る運転免許関係事務については、「一定の病気等に係る運転免許関係事務に関する運用上の留意事項について」(平成28年9月30日付け警察庁丁運発第146号)により、留意事項を定め、運用しているところ、この度、てんかん及び再発性の失神のうち不

整脈を原因とするものに係る免許の可否等の運用基準について、所要の改正を行い、別紙のとおり定め、平成29年9月1日から実施することとしたので、事務処理上遺漏のないようにされたい。

なお、前記通達は、平成29年9月1日をもって廃止する。

 

 

留意事項が随時更新されているのですが、それが全てでもないのです。道交法に詳しい方であればご存知かもしれませんが、道路交通法を受けて各都道府県がそれらを実現するために細則というものを作ります。この細則およびその中の留意事項によっても植込みVAD装着者が免許更新をできるか否かの判断が異なっているのではと感じています。

ちなみに病気を理由として免許取り消し、更新を判断するのは各都道府県公安委員会です。

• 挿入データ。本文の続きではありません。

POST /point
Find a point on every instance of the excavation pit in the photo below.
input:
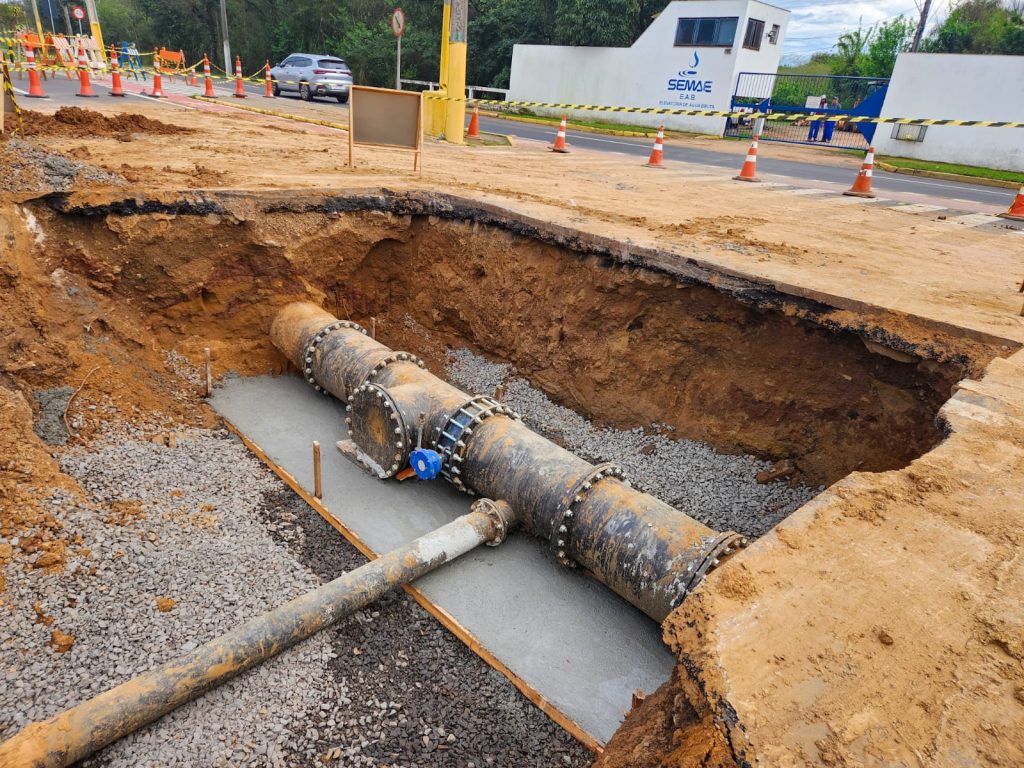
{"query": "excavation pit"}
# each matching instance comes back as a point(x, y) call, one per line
point(631, 338)
point(628, 337)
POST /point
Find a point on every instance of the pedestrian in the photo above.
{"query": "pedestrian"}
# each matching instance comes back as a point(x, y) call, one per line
point(835, 108)
point(812, 133)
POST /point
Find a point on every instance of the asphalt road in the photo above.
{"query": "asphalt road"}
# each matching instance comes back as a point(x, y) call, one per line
point(954, 195)
point(886, 184)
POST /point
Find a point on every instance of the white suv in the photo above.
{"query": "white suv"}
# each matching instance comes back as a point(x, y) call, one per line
point(312, 75)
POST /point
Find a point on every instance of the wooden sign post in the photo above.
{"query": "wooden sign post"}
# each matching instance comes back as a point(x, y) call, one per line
point(386, 118)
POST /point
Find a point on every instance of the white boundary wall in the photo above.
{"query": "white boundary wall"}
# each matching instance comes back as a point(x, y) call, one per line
point(653, 72)
point(960, 87)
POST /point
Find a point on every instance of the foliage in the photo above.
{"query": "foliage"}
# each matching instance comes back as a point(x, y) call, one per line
point(12, 15)
point(980, 27)
point(359, 31)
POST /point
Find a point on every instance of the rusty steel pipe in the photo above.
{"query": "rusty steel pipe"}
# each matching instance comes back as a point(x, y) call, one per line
point(647, 552)
point(84, 729)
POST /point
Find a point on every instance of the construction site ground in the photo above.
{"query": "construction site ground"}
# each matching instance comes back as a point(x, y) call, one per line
point(880, 624)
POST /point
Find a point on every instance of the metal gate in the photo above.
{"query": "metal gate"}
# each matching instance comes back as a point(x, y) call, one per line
point(760, 91)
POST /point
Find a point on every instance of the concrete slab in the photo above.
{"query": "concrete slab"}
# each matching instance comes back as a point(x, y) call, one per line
point(566, 637)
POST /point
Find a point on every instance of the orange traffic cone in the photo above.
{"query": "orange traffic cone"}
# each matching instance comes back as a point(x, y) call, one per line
point(240, 91)
point(559, 144)
point(1016, 211)
point(658, 151)
point(158, 85)
point(862, 184)
point(116, 89)
point(35, 86)
point(85, 87)
point(750, 170)
point(208, 91)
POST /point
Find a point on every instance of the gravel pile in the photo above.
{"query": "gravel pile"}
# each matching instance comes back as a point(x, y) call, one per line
point(177, 545)
point(718, 489)
point(25, 167)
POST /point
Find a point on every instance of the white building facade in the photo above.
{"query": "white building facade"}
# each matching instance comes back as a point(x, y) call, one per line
point(960, 87)
point(689, 57)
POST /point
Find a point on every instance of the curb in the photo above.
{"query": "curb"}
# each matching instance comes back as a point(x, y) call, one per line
point(947, 176)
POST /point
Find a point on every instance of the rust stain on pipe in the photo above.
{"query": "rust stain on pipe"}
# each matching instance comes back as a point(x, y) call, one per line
point(80, 731)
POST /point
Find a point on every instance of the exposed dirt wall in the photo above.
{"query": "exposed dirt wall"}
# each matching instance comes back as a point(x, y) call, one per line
point(624, 343)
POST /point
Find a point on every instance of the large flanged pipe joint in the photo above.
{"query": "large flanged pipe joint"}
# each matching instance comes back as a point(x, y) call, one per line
point(646, 551)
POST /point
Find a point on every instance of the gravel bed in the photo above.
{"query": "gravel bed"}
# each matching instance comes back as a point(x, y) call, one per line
point(718, 489)
point(174, 546)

(全く同じ条件の人が東京都で更新出来たからと言っても、その他地域で更新出来るとも限らないということです)

取り消し処分は受けていません

 昨年のブログ記事に頂戴したコメントへ返信する形で書き込みましたので、現在の運転免許証保有状況について書きます。私は今も運転免許証を保有しております。更新後は東京都公安員会からの呼び出しもありません。
もちろん運転はしておりません。

明確な指針を出して欲しい

ICD/CRT-D植込み患者の運転可否に関する基準は、日本不整脈心電学会・日本循環器学会・日本胸部外科学会の3学会合同検討委員会により運用指針が定められています。しかし、補助人工心臓を装着されたケースについては明確な指針が出ていません。
「運転は控える(禁止)」というのはどこが出している指針か分かりますか?そして、それは免許証保持について書いているものですか?

 

3学会には補助人工心臓という医療デバイスを装着されている方に対して何らかのアクションを起こして欲しいと思います。各学会内では問題提起がされていると思いますが…(と、信じています)

心臓移植後、社会復帰への足かせとなる

 現在、保険認可されている植込み型補助人工心臓の利用は「一時的(心臓移植までのブリッジ」であり、心臓移植を受ければ植込み型補助人工心臓は外れます。社会生活へ復帰すること自体大変なことことかもしれませんが、復帰は見込めます。社会生活において車の運転が不可欠なことも多いでしょう。しかし、そのような状況があるにも関わらず取り消し処分とするのはわざわざ新たに試練を与えているようなものだと感じてしまいます。

 

 少なくとも日本では平均1000日ほどの待機が必要と言われていますが、実際にはそれ以上に長くなってきてることを踏まえて真剣に検討いただきたところです。更新できないという結論になろうとも、保留期間を3年から5年へ延長する等の配慮措置があってほしいです。

運転免許証更新についての問い合わせ

 度々お問い合わせをいただきますが、私はお話を聞くことと、自身の経験した範囲の内容をお伝えすることしかできません。全てとは言いませんが、それらの多くは本ブログで記してあります。また、本件に関しては私の個人情報を含むことが多いため、匿名での問い合せについては原則応じることはできません。予めご了承ください。